Cette décision est motivée « par le relevé, dans l’émission du 3 juillet 2019 de l’émission Kotbi Tonight, d’un ensemble de manquements aux dispositions légales et réglementaires applicables à la communication audiovisuelle, en particulier celles relatives à la lutte contre la violence à l’égard de la femme, à l’obligation de maîtrise d’antenne et à la responsabilité éditoriale de l’opérateur ».

En effet, les propos tenus par le chanteur Adil Miloudi, invité de l’émission tenue le jour sus-cité, « constituent une apologie de la violence à l’égard de la femme, une incitation expresse à cette violence, présentée de manière positive comme un attribut de la virilité et une manifestation de l’affection, voire même un comportement recommandable pour la consolidation des liens conjugaux. Ces propos portent également atteinte à la dignité de la femme, la déshumanisent et en font un ‘objet de propriété’ et un être soumis que l’homme peut traiter à sa guise », explique le communiqué.

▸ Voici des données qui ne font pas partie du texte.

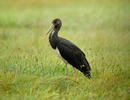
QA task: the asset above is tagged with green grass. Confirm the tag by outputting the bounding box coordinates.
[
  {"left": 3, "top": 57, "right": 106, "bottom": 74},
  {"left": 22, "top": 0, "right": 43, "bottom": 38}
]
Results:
[{"left": 0, "top": 0, "right": 130, "bottom": 100}]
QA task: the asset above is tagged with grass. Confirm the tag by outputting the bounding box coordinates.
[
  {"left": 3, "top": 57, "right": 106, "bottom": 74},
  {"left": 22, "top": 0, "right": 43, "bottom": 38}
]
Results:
[{"left": 0, "top": 0, "right": 130, "bottom": 100}]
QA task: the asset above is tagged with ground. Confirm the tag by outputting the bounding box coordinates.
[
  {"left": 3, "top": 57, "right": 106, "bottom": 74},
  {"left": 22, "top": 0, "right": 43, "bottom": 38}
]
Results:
[{"left": 0, "top": 0, "right": 130, "bottom": 100}]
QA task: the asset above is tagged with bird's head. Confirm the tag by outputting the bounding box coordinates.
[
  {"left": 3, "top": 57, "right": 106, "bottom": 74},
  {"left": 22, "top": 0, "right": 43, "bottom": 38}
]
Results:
[{"left": 46, "top": 18, "right": 62, "bottom": 34}]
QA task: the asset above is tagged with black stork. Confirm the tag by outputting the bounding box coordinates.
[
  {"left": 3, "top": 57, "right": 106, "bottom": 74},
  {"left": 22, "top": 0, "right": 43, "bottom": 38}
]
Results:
[{"left": 46, "top": 18, "right": 91, "bottom": 78}]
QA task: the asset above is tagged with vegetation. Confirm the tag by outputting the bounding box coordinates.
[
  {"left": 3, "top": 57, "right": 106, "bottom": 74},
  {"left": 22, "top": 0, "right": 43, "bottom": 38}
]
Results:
[{"left": 0, "top": 0, "right": 130, "bottom": 100}]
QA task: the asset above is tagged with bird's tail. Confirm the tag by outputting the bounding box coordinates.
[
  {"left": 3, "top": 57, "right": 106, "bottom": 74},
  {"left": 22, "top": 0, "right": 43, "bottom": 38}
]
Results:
[{"left": 81, "top": 58, "right": 91, "bottom": 79}]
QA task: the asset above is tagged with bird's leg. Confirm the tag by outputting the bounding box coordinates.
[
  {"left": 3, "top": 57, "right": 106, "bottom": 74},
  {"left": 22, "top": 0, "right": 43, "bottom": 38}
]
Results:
[
  {"left": 73, "top": 67, "right": 76, "bottom": 74},
  {"left": 65, "top": 63, "right": 68, "bottom": 75}
]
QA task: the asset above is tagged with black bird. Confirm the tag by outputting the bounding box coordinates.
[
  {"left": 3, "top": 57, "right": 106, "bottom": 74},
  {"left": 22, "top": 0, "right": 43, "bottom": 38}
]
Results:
[{"left": 47, "top": 18, "right": 91, "bottom": 78}]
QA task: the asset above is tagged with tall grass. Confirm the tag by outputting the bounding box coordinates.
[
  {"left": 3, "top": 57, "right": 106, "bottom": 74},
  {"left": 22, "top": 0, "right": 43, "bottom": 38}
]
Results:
[{"left": 0, "top": 0, "right": 130, "bottom": 100}]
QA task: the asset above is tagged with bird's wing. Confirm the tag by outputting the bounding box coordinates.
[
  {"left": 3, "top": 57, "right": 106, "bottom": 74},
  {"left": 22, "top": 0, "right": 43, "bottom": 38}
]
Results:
[
  {"left": 57, "top": 38, "right": 85, "bottom": 66},
  {"left": 57, "top": 38, "right": 91, "bottom": 77}
]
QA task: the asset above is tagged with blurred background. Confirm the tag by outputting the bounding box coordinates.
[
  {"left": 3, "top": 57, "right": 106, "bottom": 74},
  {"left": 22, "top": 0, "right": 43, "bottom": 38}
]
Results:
[{"left": 0, "top": 0, "right": 130, "bottom": 100}]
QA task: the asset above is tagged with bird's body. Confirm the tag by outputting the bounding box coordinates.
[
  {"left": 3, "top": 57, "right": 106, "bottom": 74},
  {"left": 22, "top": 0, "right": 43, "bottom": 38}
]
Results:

Par ailleurs, le CSCA relève que l’animateur a manqué à l’obligation de maîtrise d’antenne, relatif à la responsabilité éditoriale de l’opérateur, en ce qu’il « n’a pas réagi de manière ferme et résolue face au discours explicitement violent de l’invité; il a adopté, au contraire, un ton badin et plaisantin et laissé toute latitude à l’invité de répéter ses assertions appelant à la violence à l’égard des femmes ».

Pour rappel, Adil Miloudi avait tenu sur le plateau de l’émission des propos extrêmement violents et sexistes: « Un homme qui ne frappe pas sa femme n’est pas un homme » ou encore « Tout homme qui a une femme doit prendre soin d’elle, qu’il la tabasse ou qu’il la tue ne regarde que lui ».